First, a quick question: What’s worse than having your property condemned, or taken for a payment representing “just compensation?”
The answer: Having your property taken for no payment. Taxation, of course, is one way this happens. But it also can happen if personal property, such as cars and currency, is connected to certain criminal offenses. The property may be forfeited without a court hearing, without compensation and, at times, without even a criminal charge filed against the property owner. The attorney general oversees this kind of property.
In Report No. 18-09, the state auditor examined the attorney general’s oversight of forfeited property, and had some startling findings.
First, there wasn’t any written document either telling internal staff how the program worked, or administrative rules to educate the public and other agencies (such as law-enforcement agencies). That led to frustration by law-enforcement agencies such as county police departments who wanted to seize properties connected with illegal activity (and profit from them, as explained below), and by folks whose properties were taken who wanted to show that they weren’t connected with crime and the properties could be returned.

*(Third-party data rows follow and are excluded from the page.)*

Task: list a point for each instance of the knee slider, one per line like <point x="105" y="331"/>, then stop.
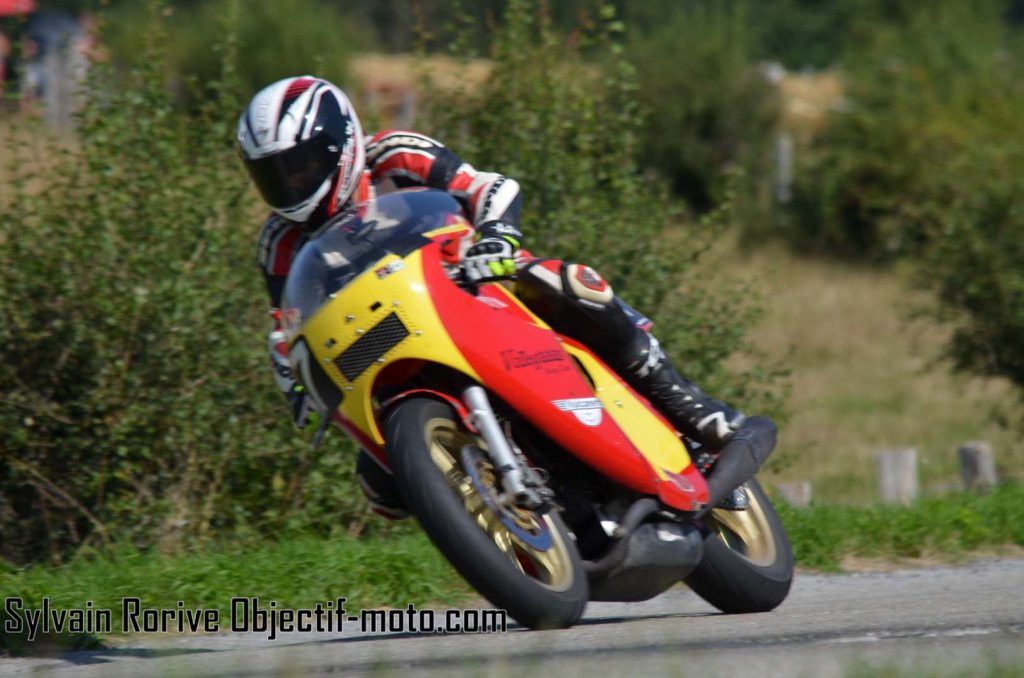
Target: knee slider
<point x="587" y="285"/>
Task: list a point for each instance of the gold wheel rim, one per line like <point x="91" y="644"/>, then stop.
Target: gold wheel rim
<point x="551" y="567"/>
<point x="748" y="532"/>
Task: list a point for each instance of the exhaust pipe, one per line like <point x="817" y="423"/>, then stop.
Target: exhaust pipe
<point x="740" y="459"/>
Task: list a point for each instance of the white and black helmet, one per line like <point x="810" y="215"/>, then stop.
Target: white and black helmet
<point x="303" y="146"/>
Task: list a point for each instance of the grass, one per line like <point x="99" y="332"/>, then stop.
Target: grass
<point x="865" y="378"/>
<point x="392" y="573"/>
<point x="945" y="526"/>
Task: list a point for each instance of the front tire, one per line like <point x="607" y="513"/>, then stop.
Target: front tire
<point x="521" y="561"/>
<point x="748" y="561"/>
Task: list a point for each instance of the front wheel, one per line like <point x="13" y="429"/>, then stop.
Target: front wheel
<point x="748" y="560"/>
<point x="520" y="560"/>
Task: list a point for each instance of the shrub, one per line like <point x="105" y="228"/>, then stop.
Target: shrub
<point x="569" y="130"/>
<point x="134" y="395"/>
<point x="926" y="166"/>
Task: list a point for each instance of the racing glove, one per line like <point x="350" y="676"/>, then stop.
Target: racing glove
<point x="494" y="255"/>
<point x="297" y="397"/>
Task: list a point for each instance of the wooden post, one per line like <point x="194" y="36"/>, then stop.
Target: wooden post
<point x="898" y="475"/>
<point x="977" y="466"/>
<point x="795" y="494"/>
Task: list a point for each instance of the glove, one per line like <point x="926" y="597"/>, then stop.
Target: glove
<point x="301" y="405"/>
<point x="298" y="399"/>
<point x="492" y="258"/>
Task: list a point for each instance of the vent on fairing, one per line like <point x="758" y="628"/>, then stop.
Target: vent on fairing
<point x="380" y="339"/>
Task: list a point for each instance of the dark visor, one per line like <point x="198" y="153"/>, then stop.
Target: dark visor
<point x="288" y="178"/>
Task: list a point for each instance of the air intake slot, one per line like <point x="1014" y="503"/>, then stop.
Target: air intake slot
<point x="380" y="339"/>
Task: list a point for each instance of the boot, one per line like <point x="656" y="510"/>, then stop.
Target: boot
<point x="695" y="415"/>
<point x="743" y="443"/>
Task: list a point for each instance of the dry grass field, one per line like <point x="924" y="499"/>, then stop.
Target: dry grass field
<point x="864" y="378"/>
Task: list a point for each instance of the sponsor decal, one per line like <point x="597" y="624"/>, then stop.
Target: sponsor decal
<point x="495" y="303"/>
<point x="548" y="361"/>
<point x="392" y="267"/>
<point x="587" y="410"/>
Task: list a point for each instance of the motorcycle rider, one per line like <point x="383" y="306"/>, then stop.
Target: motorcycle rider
<point x="302" y="143"/>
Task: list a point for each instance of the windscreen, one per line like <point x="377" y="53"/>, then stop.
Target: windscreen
<point x="345" y="248"/>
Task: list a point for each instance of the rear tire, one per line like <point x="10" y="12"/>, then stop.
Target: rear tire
<point x="501" y="554"/>
<point x="748" y="562"/>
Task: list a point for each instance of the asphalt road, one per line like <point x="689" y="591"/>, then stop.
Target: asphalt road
<point x="948" y="621"/>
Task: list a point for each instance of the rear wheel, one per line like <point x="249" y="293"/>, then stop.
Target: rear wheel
<point x="748" y="561"/>
<point x="520" y="560"/>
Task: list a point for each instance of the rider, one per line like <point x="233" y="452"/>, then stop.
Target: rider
<point x="303" y="146"/>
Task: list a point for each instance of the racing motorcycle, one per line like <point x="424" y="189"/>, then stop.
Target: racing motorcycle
<point x="539" y="473"/>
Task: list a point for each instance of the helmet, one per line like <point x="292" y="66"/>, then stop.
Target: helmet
<point x="302" y="144"/>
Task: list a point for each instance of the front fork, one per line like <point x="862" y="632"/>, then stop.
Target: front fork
<point x="522" y="486"/>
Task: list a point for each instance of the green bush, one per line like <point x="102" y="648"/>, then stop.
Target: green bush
<point x="134" y="393"/>
<point x="927" y="165"/>
<point x="273" y="39"/>
<point x="569" y="130"/>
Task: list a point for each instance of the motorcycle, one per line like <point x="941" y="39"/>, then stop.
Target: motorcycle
<point x="539" y="473"/>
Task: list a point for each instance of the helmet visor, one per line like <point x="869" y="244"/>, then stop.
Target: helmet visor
<point x="290" y="177"/>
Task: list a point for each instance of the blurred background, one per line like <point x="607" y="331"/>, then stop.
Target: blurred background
<point x="818" y="203"/>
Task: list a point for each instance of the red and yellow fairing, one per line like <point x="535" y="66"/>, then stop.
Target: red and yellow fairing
<point x="498" y="342"/>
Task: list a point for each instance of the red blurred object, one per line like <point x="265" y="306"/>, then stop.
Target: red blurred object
<point x="14" y="7"/>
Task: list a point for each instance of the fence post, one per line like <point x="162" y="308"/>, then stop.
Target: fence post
<point x="898" y="475"/>
<point x="977" y="466"/>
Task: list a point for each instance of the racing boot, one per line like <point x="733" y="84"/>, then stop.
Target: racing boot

The person in charge of the program at the AG’s office, furthermore, had responsibilities outside of the program, and as a result oversight of the program had been piecemeal and, well, second-rate at best. Processing petitions for administrative forfeiture took an average of 561 days (about one year and seven months). Worse, the office couldn’t account for some of the cash or property it was supposed to have.
Finally, the laws governing property forfeiture specified that the agency initiating the forfeiture and the prosecutor’s office associated with that agency each get a cut of 25% of the cash or sale proceeds from the forfeited property. The auditor also found that 20% of the balance was to be used to support drug-abuse education, prevention and rehabilitation programs. The 20% allocation was news to the AG’s office at the time, as not a penny had been spent toward drug- abuse-mitigation programs.
Recently, the auditor’s office issued Report No. 21-09, on whether its 2018 recommendations were being implemented. Here’s what the auditor found:
The AG did indeed issue administrative rules covering the program, but they were an easy lift because the governing law allowed the AG to adopt the rules without a public hearing. The AG did not, however, adopt any internal procedures to guide its own staff. So, there is a chance that within the AG’s office there may be some arbitrariness as the staff responds to each case on its own facts.
The rules seemed to help with the office’s backlog. Average processing time for petitions for administrative forfeiture dropped from 561 days to 204 days. The good news is that they knocked one year off the processing time. The bad news is that they still need seven months. That’s a long time for a person to be without a car, for example, if it’s found that it wasn’t lawfully seized.
The auditor also found that the AG’s staff got better at accounting for the money seized, but still didn’t keep an inventory of the hard goods.
And, when it came to the requirement that 20% of money be used to support drug-abuse education, prevention and rehabilitation programs, the AG’s staff couldn’t find the requirement in the law. So, they ignored the auditor’s point. The AG’s position here is defensible. Even though the law passed by the Legislature said that the Legislature intended to create a 20% requirement, there was nothing in the law that in fact created it. If the department spent money on drug-abuse mitigation, justifiable criticism could follow. Legislators should take note and make sure that their intent stated in a bill matches the law that they intend to enact.
We’re making progress, it seems; perhaps not as quickly or smoothly as folks would like, but the program is better now than when the auditor first looked at it.
Tom Yamachika is president of the Tax Foundation of Hawai‘i.